A primeira base de sustentação da ideologia de hierarquização masculina em relação à mulher, e sua consequente subordinação, possui cerca de 2.500 (dois mil e quinhentos) anos, através do filósofo helenista Filon de Alexandria, que propagou sua tese baseado nas concepções de Platão, que defendia a ideia de que a mulher pouco possuía capacidade de raciocínio, além de ter alma inferior à do homem. Ideias, estas, que transformaram a mulher na figura repleta de futilidades, vaidades, relacionada tão-somente aos aspectos carnais.

Com o exposto acima temos uma justificativa científica à superioridade masculina ao gênero feminino.

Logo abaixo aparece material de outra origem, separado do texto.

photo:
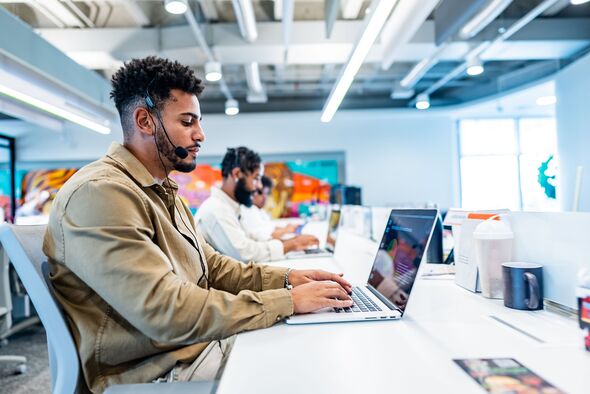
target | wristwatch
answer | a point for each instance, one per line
(288, 285)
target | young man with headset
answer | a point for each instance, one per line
(220, 216)
(147, 298)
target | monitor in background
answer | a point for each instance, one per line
(345, 195)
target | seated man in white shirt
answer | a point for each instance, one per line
(219, 216)
(257, 222)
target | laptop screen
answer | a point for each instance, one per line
(402, 247)
(333, 223)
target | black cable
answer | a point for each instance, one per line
(167, 180)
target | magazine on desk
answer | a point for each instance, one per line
(505, 375)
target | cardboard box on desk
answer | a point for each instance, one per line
(463, 224)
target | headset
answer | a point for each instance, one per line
(236, 152)
(181, 153)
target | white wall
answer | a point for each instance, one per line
(395, 156)
(572, 87)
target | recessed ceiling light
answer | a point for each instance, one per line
(422, 101)
(475, 67)
(213, 71)
(546, 100)
(231, 107)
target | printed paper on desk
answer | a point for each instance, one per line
(505, 375)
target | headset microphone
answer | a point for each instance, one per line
(178, 150)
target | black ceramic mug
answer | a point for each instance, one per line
(523, 286)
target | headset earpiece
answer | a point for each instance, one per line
(149, 102)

A despeito disso, ainda tomando por base Campos e Corrêa (2007, p.100):

Aristóteles também explanou algumas ideias acerca desse contexto. Ele posicionou o homem com superioridade e divindade em relação à mulher, já que esta se compunha como um ser emocional, desviado do tipo humano. Assim, a alma tem domínio sobre o corpo; a razão sobre a emoção; o masculino sobre o feminino.

Em meio à visão, um tanto quanto deturpada, desses dois grandes filósofos e pensadores, juntamente com a visão que a sociedade machista já tinha, ao longo dos séculos foi se mantendo uma cultura de subordinação da mulher ao sexo masculino, que mesmo com a grande força que a mulher tem nos dias de hoje, em alguns lugares essa visão deturpada ainda vigora.

Tendo por base o entendimento de Pinafi (2007), na Grécia Antiga não havia de que se falar de direitos jurídicos para as mulheres. Outro ponto que não dizia respeito a estas era a educação, vale ressaltar também que nem aparecer sozinhas em público elas poderiam. O homem além de possuir todos os direitos era também uma espécie de possuidor absoluto da mulher, tendo até a ideia de ter o direito sobre a vida de sua companheira.

No império romano a mulher levava o título de “rés”, ou seja, coisa. Para mostrar o seu autoritarismo, o homem usava da violência para com a mulher, atitude esta que era comum naquela época, não gerando nenhum tipo de reprovação perante a sociedade.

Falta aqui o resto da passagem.